Running Personal Projects on Kubernetes

Recently, I migrated the services of all my personal projects to Kubernetes on Google Cloud Platform.

Background

Over the past few years, I’ve been running increasing number of services of my personal projects in the cloud, written in different languages, running in from Shared Hosting to VPS on Linode, then EC2 on AWS and it becomes more and more difficult to maintain them on the same server.

I containerized all the services in January 2017 and was using docker-compose to manage them on EC2 instances, now they all run on 2 GKE clusters.

GKE

Among the few container orchestration systems and cloud providers, I’ve chosen Kubernetes and GKE mainly because:

Better pricing (instances, load balancers, etc. free master)
Monitoring and logging out-of-the-box (although Stackdriver UI is really bad)
Less vendor lock-in (compared to AWS ECS)
Active community and Google support on Kubernetes project
Platform support

Cloud SQL

I use Cloud SQL for services using MySQL, it can be connected directly or through the Cloud SQL Proxy, which can be run as a sidecar in the same Pod with the application.

Pricing

Pricing is crucial in my case since my services have a few thousand users and usually don’t receive a lot of traffic. However I want to create a way to easily maintain and deploy resilient services.

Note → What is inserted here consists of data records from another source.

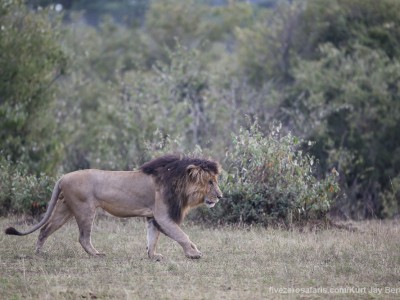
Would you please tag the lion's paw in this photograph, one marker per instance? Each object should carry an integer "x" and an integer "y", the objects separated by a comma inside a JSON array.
[
  {"x": 157, "y": 257},
  {"x": 193, "y": 254}
]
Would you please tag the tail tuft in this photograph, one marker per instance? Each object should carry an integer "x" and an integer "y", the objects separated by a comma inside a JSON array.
[{"x": 12, "y": 231}]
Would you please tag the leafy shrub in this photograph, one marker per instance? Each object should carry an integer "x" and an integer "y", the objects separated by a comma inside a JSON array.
[
  {"x": 21, "y": 192},
  {"x": 270, "y": 180},
  {"x": 391, "y": 199}
]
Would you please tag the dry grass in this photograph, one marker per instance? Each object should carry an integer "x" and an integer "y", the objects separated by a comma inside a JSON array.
[{"x": 237, "y": 264}]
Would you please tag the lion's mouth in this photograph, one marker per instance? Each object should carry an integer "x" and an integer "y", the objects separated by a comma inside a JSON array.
[{"x": 209, "y": 203}]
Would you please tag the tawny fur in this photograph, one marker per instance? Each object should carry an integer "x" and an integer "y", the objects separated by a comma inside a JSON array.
[{"x": 163, "y": 190}]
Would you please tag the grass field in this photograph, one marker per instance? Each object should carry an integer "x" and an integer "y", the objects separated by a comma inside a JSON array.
[{"x": 253, "y": 263}]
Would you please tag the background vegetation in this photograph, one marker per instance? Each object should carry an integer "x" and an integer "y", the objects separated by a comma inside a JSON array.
[{"x": 110, "y": 85}]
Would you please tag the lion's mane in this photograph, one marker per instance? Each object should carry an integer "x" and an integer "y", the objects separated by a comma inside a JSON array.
[{"x": 171, "y": 172}]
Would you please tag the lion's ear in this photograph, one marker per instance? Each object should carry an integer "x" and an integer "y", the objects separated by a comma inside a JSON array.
[{"x": 193, "y": 171}]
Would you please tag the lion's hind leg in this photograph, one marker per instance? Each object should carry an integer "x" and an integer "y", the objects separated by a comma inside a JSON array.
[
  {"x": 85, "y": 217},
  {"x": 153, "y": 234},
  {"x": 59, "y": 217}
]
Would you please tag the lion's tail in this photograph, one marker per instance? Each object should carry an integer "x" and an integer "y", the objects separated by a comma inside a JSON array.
[{"x": 50, "y": 208}]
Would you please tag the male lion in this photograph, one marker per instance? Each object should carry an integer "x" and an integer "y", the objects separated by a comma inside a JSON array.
[{"x": 163, "y": 191}]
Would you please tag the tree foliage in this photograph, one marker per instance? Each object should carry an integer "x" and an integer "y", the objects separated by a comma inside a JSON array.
[
  {"x": 31, "y": 60},
  {"x": 194, "y": 72}
]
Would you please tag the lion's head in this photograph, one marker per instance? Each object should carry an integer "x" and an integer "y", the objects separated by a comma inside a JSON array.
[{"x": 185, "y": 182}]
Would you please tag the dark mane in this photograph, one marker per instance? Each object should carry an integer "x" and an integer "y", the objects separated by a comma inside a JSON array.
[{"x": 170, "y": 171}]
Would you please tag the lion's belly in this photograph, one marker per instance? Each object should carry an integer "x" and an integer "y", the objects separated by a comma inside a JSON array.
[{"x": 125, "y": 212}]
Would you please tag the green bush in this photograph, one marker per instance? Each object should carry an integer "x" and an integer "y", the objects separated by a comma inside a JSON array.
[
  {"x": 21, "y": 192},
  {"x": 270, "y": 180}
]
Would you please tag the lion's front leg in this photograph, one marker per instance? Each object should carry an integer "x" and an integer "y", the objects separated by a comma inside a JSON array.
[
  {"x": 152, "y": 238},
  {"x": 172, "y": 230}
]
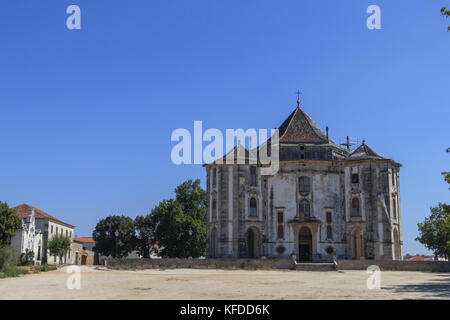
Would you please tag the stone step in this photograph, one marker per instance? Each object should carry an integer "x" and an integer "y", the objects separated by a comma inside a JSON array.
[{"x": 312, "y": 266}]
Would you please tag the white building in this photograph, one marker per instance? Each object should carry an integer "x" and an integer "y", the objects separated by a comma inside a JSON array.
[
  {"x": 49, "y": 226},
  {"x": 28, "y": 237}
]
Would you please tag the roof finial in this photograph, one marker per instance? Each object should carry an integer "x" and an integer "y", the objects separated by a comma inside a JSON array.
[{"x": 298, "y": 98}]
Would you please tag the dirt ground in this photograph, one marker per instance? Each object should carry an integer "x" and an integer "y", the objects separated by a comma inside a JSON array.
[{"x": 195, "y": 284}]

I found that the smallest practically usable instance type is g1-small, which costs around $13-$15 per month if run continuously during the month (Sustained Use Discounts) and you can run any number of nodes within your GCE quota.

f1-micro is technically possible (at least 3 f1-micro required to create a cluster), but 0.6GB of memory is simply not enough in many cases. I don’t care CPU much and can have many services sharing the CPU, but they can’t run if there’s not enough RAM.

Load Balancers (GCLB) cost ~$18 per month for first 5 forwarding rules.

GCLB uses a single Anycast IP and terminates connection in different regions.

Gateway

To save forwarding rules, I created a separate service called gateway to

Route all incoming requests
Terminate TLS connection from GCLB (GCLB doesn’t validate backend certificates)

It’s based on nginx. An Ingress resource is used to create a GCLB.

                   -------------------------------------
                   | K8s cluster                       |
Clients -> GCLB -> | Gateway Service -> Target Service |
                   -------------------------------------

Deployment

Currently I’m not maintaining or using any CI systems for K8s deployment since deployments are not super frequent. However, I use CircleCI to build, test applications and publish public images to Docker Hub and I use Google Cloud Container Builder to build and publish private images to Google Container Registry.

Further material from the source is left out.